In any case, since in reality one cannot know the true zivug, and praying to break up a marriage can have devastating ramifications even if all remain physically healthy, particularly if there are children, it would seem to me to be the wrong thing to do.
I don’t see that it matters whether the motivation is what you call proactive desire or to alleviate suffering. The alleviation of his suffering will come about through the suffering of another. He has no priority over others, rather it seems they take precedence because of the status quo. And perhaps it is better that he suffer, than her children grow up in a situation of divorce or orphaned from their father, G‑d forbid. It is also possible that even as soulmates, they are to be separated for this lifetime because of considerations based on previous reincarnations.
Regarding “coveting”, if one desires a specific married woman and prays to essentially replace her husband, this does seem to me to constitute the prohibition of coveting another’s wife. Desiring to have a wife like her would not, but wanting specifically her as his wife would be. This is so even if he doesn’t or wouldn’t proactively do anything about it and “only” prays that G‑d do it.

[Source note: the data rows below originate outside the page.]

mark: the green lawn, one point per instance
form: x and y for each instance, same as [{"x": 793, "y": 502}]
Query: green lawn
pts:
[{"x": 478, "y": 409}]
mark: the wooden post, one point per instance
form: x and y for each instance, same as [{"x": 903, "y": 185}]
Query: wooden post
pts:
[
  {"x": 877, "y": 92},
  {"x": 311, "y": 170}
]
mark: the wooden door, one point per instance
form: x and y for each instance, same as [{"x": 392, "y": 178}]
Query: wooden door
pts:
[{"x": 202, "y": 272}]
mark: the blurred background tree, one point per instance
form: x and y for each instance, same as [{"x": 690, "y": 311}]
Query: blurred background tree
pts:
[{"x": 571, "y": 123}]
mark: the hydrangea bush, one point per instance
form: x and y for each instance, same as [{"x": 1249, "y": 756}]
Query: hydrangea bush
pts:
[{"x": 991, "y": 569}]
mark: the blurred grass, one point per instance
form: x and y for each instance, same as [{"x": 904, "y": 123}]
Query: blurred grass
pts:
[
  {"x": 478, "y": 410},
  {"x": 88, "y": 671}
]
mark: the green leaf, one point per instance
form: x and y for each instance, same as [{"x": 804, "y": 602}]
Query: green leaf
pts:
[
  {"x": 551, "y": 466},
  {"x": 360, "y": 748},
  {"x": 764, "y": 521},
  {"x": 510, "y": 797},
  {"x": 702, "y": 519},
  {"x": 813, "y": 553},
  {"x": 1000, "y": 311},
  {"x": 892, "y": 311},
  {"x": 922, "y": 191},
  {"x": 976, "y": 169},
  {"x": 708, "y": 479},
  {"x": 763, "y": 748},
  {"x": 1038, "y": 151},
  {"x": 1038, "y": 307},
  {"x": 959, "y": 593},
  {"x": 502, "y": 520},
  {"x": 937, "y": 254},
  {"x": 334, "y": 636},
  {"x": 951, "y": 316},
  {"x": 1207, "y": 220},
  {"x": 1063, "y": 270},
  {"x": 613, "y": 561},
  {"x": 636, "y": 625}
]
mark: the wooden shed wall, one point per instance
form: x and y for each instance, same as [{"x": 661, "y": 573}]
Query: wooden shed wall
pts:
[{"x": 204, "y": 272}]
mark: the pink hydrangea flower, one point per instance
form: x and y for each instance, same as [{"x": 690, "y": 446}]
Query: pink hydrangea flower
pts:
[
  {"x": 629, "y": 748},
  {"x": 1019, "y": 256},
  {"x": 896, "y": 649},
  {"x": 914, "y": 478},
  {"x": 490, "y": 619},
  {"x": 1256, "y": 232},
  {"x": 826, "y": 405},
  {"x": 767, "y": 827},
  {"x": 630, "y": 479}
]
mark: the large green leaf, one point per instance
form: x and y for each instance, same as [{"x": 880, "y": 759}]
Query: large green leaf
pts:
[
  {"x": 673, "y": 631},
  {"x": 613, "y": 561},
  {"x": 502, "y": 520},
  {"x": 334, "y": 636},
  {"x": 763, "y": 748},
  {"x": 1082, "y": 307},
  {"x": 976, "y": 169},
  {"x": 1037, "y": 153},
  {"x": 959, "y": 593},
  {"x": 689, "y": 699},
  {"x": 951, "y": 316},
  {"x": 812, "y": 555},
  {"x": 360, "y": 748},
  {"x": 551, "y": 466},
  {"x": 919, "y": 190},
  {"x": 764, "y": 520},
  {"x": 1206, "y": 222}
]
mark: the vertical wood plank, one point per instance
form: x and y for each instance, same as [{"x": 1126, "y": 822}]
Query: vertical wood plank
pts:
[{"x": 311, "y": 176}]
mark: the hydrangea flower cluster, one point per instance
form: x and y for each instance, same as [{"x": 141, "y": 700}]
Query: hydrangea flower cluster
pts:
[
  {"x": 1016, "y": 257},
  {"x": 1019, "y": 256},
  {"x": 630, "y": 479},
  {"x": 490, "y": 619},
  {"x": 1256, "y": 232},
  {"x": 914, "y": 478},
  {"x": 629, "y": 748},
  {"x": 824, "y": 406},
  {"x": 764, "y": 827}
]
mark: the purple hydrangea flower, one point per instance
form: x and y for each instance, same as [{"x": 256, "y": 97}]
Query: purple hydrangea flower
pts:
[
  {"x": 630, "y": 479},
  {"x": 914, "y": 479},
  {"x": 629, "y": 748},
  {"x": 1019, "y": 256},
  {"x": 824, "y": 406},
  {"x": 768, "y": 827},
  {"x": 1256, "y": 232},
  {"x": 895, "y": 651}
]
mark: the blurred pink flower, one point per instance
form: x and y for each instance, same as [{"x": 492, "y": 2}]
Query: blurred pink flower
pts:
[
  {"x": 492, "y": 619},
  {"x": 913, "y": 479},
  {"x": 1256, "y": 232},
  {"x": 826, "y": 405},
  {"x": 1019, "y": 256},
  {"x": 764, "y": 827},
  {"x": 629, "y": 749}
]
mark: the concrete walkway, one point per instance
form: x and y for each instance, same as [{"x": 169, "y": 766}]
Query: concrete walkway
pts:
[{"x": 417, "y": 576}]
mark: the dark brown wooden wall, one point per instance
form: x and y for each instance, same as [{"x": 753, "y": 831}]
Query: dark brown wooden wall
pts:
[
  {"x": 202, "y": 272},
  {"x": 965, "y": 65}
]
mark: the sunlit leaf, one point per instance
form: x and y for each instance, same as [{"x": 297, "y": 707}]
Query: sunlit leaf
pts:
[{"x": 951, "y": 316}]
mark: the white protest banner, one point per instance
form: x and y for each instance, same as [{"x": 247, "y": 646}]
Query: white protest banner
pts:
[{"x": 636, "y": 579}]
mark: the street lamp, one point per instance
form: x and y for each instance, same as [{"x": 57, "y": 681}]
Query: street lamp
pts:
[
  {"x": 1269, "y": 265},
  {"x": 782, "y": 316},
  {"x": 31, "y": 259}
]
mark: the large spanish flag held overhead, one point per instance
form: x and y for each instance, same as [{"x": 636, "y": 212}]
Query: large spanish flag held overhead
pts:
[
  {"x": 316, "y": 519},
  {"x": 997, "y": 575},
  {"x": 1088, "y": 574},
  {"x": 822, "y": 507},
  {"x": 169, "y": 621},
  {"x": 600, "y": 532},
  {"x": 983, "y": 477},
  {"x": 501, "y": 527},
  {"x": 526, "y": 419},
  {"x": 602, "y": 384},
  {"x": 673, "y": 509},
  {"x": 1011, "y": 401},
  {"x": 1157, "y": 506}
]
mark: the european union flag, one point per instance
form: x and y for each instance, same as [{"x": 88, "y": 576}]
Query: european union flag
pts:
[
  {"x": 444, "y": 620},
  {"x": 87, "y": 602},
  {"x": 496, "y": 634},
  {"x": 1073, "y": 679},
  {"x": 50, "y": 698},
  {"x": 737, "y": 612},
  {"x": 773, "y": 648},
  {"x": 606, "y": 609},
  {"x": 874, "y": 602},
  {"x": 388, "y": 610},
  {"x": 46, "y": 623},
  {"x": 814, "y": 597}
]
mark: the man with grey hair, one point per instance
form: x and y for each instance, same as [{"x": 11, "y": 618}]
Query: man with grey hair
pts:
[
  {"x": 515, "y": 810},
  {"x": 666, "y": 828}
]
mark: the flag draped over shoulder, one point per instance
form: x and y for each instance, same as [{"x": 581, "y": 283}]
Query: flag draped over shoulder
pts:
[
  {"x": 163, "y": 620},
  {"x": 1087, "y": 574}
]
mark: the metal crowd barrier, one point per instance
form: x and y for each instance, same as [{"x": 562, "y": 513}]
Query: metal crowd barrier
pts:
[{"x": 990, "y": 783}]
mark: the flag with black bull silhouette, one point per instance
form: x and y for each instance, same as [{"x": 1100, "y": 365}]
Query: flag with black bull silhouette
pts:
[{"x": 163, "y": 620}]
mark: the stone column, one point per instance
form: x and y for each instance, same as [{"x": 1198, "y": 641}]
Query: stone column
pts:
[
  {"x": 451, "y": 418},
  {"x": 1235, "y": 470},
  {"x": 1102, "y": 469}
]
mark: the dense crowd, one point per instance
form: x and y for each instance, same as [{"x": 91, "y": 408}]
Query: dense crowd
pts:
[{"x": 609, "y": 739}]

Even though second zivug marriages are understood to be less pre-ordained, depending more on merit than mazal, that’s generally understood to apply to two previously married people who are currently available. But you are describing a situation where he wants to break up a pre-existing first marriage which very well may have been pre-ordained.
That being said, many commentators are of the opinion that zivug does not depend on mazal at all, but rather on one’s good or bad deeds. They explain that zivug is unlike other factors influenced by mazal such as intelligence, health and wealth. These are all operative from birth and therefore depend on mazal; but since zivug comes later in life in adulthood, it is dependent on merit.
The Kabbalists also reckon merit, quoting the Zohar which says (Vayechi 229a), “According to the deeds G‑d matches couples. If a man perverted his ways, his zivug is given to another, until he rectifies his ways. When he rectifies his ways and his time has come, the other man [who is not her true zivug and has married her in the interim] is pushed aside and he comes to takes what is his. This is the most difficult task for the Holy One, blessed be He, to banish one man because of another”. This suggests that in a case of “mistaken” marriage, his primary effort should be expended in teshuva while waiting for G‑d to decide if and when the marriage should be dissolved.
Perhaps in a variation of the scenario you portray, for example where the married woman has no dependent children, and she shares his feelings such that both he and she are convinced that they are soulmates, so that her becoming available would certainly result in her marrying him, just that the “mistaken” marriage is in the way of their union, then they could pray for G‑d to dissolve the marriage when and how G‑d deems right, with minimal harm to anyone.